Pero Miami durante esa tan anunciada semana resultó ser mucho más que Art Basel –sin restarle a ésta el mérito de su inteligente estrategia retroalimentadora de ferias satélite que vienen a encumbrar aún más su indiscutible aunque cuestionable liderazgo–. Un nutrido acopio de exposiciones aspirantes integraba el cortejo de la abeja reina, colonizando los distritos de Wynwood, Midtown o incluso Downtown, que también reaccionó a la movida abriéndose un hueco en el epicentro financiero de la ciudad con una debutante Miami River Art Fair.

Y mientras que algunos trataban de vender mediante argucias, aunque sólo fuera al profano reportero, organizando algún que otro tinglado más propio de una pantomima teatral que de un espacio galerístico serio, otros, y no pocos créanme, vendían buen arte, a veces incluso sin venderse. Muchos de ellos –para mi satisfacción–, entraban dentro de ese colectivo que recientemente la coleccionista venezolana Patricia Phelps definía con acierto como preemergente. Eso sí, solía tratarse de creaciones que no precisaban manual de descodificación alguno para ser degustadas. La veterana Art Miami volvió a llevarse el voto del público. Allí –decían– era fácil ver belleza. Y al alcance de muchos, especialmente de aquellos dispuestos a adquirir un cuadro antes de conocer siquiera el nombre de su autor, movidos por puro placer, sin traductores, sin voz en off, sin más argumentos. Pero para constatarlo, y parafraseando a mi buen amigo Tomás Paredes, hay que estar allí.

En una ciudad donde se trabaja –no sé si mejor, pero desde luego que más– para salir adelante, y donde hemos podido constatar que no se atan los perros con longaniza, ubicamos nuestro muestrario de exquisiteces ultramarinas listas para ser degustadas; un singular abanico de expresiones artísticas que seleccionamos primorosamente y que deleitó a más de un transeúnte: Gustave-Mario Sepulcre, con sus personalísimos Vanitas acaparó cámaras y alabanzas. Javier Medina le daba el contrapunto con sus cautivadoras visiones metarrealistas (especialmente interesantes con la incorporación de unas gafas ChromaDepth®), fiel a una devoción y un discurso absolutamente innovador y sincero. Un talento al que vale la pena no perder de vista porque creo que conseguirá posicionamiento, especialmente si tenemos en cuenta que a la obra le acompaña un artista honesto y sin ardides. Los esclavos de bronce de J. Manuel Martínez impactaron por su veracidad y su sensual nobleza. Una obra limpia y, además, muy bella; las formas imposibles de Díaz García ahí estuvieron, indolentes  como rocas de acantilado. Y para postre, una de las más recientes incorporaciones al gabinete, Buces Renard, con su ilustre apellido y una pintura sin pretextos, en condiciones y con porvenir.
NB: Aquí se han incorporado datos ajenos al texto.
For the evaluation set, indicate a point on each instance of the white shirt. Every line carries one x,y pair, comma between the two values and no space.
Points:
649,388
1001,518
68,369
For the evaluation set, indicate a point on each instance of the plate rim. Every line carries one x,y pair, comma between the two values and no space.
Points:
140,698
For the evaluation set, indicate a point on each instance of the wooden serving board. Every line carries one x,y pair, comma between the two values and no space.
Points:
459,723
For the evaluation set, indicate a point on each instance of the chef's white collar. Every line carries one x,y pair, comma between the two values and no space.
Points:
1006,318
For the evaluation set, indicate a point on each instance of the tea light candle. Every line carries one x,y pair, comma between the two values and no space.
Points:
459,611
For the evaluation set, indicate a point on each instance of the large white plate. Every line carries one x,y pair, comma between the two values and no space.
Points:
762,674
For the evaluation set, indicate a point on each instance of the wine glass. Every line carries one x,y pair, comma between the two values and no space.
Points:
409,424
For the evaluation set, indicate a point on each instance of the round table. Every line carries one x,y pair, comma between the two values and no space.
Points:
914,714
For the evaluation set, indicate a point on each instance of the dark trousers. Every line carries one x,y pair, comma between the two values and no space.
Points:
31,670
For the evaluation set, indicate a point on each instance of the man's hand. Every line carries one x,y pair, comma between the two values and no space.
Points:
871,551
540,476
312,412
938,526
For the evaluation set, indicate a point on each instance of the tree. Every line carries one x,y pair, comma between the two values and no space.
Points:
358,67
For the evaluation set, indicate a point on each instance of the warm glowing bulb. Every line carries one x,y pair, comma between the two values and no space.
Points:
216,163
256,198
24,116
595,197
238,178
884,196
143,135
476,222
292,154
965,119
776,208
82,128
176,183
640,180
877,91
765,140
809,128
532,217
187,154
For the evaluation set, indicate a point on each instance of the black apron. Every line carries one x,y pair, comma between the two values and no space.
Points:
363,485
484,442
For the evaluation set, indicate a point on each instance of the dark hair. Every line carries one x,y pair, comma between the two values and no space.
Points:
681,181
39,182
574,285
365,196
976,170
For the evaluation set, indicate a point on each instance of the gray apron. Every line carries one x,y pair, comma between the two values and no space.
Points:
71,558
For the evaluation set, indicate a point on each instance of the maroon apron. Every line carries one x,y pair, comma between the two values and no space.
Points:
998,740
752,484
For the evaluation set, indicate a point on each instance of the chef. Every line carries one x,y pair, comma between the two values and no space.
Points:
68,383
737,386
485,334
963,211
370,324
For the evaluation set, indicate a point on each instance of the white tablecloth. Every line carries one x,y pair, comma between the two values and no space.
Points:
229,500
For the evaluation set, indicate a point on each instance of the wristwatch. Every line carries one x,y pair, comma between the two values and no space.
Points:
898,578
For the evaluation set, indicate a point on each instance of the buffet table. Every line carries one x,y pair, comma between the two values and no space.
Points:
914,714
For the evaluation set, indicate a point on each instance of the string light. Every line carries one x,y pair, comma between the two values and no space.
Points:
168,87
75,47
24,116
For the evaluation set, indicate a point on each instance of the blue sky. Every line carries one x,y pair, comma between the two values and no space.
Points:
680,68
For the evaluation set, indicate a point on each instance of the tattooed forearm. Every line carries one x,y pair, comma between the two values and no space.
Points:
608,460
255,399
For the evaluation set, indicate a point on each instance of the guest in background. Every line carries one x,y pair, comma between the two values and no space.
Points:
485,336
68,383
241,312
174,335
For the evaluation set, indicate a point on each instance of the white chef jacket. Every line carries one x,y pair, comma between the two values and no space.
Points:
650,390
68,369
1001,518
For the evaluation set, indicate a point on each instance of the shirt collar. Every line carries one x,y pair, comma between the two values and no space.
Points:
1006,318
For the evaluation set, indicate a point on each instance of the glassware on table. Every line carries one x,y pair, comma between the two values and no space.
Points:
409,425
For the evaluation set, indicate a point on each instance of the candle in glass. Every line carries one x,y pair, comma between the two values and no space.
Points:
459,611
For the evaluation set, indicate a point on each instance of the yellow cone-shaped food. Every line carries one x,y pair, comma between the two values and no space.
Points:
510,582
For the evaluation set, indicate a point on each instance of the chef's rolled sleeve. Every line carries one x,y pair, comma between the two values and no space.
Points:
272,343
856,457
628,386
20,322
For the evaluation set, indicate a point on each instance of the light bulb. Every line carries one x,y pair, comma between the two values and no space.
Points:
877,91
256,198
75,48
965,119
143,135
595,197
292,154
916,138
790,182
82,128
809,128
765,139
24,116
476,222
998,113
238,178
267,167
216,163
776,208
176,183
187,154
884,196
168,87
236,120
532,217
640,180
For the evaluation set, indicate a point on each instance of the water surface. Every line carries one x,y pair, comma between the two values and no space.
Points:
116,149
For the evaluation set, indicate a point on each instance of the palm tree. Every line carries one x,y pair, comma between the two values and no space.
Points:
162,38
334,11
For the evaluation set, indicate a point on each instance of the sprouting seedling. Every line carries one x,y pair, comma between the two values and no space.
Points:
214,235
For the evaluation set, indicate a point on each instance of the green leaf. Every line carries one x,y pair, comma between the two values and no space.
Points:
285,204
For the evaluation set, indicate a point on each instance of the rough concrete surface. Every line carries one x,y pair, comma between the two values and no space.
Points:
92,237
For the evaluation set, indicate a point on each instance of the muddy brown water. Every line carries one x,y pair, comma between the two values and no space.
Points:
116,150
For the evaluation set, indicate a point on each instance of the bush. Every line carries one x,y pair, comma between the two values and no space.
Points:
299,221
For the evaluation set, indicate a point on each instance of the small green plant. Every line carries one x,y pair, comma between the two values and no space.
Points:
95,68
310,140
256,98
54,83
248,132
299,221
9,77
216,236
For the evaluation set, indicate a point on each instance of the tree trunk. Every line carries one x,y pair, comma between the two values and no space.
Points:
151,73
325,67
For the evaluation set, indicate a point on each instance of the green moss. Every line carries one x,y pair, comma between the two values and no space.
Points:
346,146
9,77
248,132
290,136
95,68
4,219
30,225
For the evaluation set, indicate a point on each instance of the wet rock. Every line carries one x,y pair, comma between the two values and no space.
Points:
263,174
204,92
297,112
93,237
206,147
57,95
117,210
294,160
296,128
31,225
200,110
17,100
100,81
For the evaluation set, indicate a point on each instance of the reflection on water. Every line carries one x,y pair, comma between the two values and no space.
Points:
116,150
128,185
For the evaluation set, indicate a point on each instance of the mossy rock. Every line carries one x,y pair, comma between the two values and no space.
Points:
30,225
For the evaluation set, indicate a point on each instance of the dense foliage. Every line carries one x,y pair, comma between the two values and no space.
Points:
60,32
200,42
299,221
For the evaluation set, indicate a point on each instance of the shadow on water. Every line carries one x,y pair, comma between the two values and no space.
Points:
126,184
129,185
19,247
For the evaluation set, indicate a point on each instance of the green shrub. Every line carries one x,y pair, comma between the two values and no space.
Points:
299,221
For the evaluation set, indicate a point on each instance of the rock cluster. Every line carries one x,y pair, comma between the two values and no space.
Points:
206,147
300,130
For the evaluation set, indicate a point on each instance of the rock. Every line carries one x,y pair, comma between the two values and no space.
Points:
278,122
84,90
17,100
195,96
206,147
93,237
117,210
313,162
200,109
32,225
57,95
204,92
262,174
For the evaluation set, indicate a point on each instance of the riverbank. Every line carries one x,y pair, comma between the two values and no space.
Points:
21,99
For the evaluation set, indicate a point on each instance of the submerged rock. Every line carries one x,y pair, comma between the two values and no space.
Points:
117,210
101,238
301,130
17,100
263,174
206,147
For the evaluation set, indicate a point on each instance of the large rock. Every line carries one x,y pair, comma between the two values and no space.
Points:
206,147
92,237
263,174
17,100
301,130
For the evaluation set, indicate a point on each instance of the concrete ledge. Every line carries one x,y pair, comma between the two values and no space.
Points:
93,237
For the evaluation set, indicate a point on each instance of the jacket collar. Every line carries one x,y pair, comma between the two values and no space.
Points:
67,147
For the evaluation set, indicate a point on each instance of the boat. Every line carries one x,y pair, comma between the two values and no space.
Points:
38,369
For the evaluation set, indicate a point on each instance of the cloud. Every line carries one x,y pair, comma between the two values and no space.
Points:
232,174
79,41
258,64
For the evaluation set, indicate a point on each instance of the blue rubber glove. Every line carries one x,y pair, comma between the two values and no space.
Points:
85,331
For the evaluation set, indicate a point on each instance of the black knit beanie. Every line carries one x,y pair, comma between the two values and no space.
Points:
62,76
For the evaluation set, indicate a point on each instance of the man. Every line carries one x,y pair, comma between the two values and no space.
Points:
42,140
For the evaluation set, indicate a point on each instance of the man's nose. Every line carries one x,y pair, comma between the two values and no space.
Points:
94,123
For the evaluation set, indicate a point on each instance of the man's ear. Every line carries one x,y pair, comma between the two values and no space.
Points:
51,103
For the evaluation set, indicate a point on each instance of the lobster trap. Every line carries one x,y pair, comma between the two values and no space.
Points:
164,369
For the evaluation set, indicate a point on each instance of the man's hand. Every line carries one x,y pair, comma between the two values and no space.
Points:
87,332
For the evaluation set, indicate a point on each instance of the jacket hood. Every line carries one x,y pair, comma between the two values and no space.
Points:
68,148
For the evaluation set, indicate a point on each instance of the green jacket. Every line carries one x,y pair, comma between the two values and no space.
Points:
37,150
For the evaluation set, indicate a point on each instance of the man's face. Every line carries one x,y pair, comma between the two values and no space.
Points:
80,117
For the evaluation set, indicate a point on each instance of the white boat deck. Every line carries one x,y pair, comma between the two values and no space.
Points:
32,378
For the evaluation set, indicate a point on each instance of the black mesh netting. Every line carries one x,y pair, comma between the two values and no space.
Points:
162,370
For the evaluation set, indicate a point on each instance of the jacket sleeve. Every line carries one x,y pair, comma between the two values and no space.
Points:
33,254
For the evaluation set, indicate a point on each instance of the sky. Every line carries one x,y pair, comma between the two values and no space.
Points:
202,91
Por allí pasaron coleccionistas, no especialmente de aquellos que representan instituciones o fondos y que cargan a sus espaldas con la dura losa de invertir inteligentemente sus posibles. Aquellos a los que yo personalmente traté, también aprovecharon la ocasión, por qué no, de lucir su vestuario, sólo que estos no me hablaron más que de emociones, sensaciones e inquietudes. Y no tuvieron que consultar con nadie para desenfundar su tarjeta de crédito. Simplemente creyeron en su propio instinto y se dieron el gusto de sentirse parte de ese enigma desentrañable que siempre ha sido y seguirá siendo el arte.